小学生の頃、学校の先生の言うことは結構絶対的な意味を持っていた。誰先生に言われたかは覚えてないが、図工の時間に、
「絵は全部塗らなーいかん」とか、
「太陽は描かんれん(描いたらダメ)」とか言われたことは、いまだに記憶している。
小4の時、近所の小5生と一緒に絵を習いに行ってたことがあった。
ある日、ブドウを水彩絵の具で写生したことがあったが、先生がいくつかブドウの粒をお手本として描いてくれて、ハイライトを紙に白を生かした表現で、塗り残してたのを、自分が白の絵の具で塗りつぶしたことがあった。絵の先生から、
「ここは塗ったらいかん」と注意された。自分としては、学校で言われた『全部塗らなーいかん』というのが頭の中にあり、無言のまま全部の粒を白で塗りつぶした。(絵の先生に制作途中の作品を見られるのは嫌だった)
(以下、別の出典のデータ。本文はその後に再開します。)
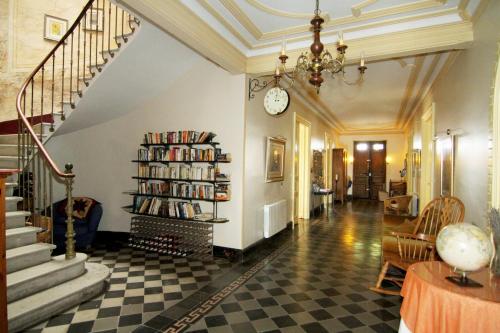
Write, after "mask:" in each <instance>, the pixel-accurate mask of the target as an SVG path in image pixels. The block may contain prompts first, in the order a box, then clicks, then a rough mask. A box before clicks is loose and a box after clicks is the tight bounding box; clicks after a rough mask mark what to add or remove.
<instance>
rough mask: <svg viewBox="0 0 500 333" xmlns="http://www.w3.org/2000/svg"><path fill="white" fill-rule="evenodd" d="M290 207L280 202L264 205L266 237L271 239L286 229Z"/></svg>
mask: <svg viewBox="0 0 500 333" xmlns="http://www.w3.org/2000/svg"><path fill="white" fill-rule="evenodd" d="M287 212H288V205H287V201H286V200H280V201H277V202H274V203H272V204H269V205H264V237H265V238H269V237H271V236H273V235H275V234H277V233H278V232H280V231H281V230H283V229H285V228H286V225H287V223H288V221H287V215H288V214H287Z"/></svg>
今考えれば、絵の先生の言われたようにした方が確かに良かったと思う。何度か空白を塗り直す自分に、絵の先生は、はじめの2度ほどは注意してくれたが、3度目の注意は無かった。(『何か理由があるんだ』と察したようだった)描かれたブドウはもちろん、色が濁り汚くなっていた。
もう一つ。小5の時に絵の上手だった友だちと一緒に、八王子(神社)にスケッチに行ったとき、山の上でクレパスで風景を描いていると、二人の上級生(多分小6)が来て、
「描いちゃお(描いてあげる)」と言って、嫌がる二人の画用紙を半ば強制的に取りあげて、太陽をそれぞれの絵に描き込んだ。自分たちは、『太陽は描かれん』ということが頭にあったから、太陽の描きこまれた絵を、朱色(描かれた太陽の色)でむちゃくちゃに塗りまくった。
「ああ、そんなことしたら…」戸惑ってる二人の上級生達の『余計なお世話』に対する『せめてもの反抗』だった。(正直言うと、自分の絵に描かれた太陽より、友だちの絵に描かれた夕日の方が、ややカッコいいとは思ったが…)
今思えば、上級生たちも、そんなに悪意を持ってやったことではなかったようだ。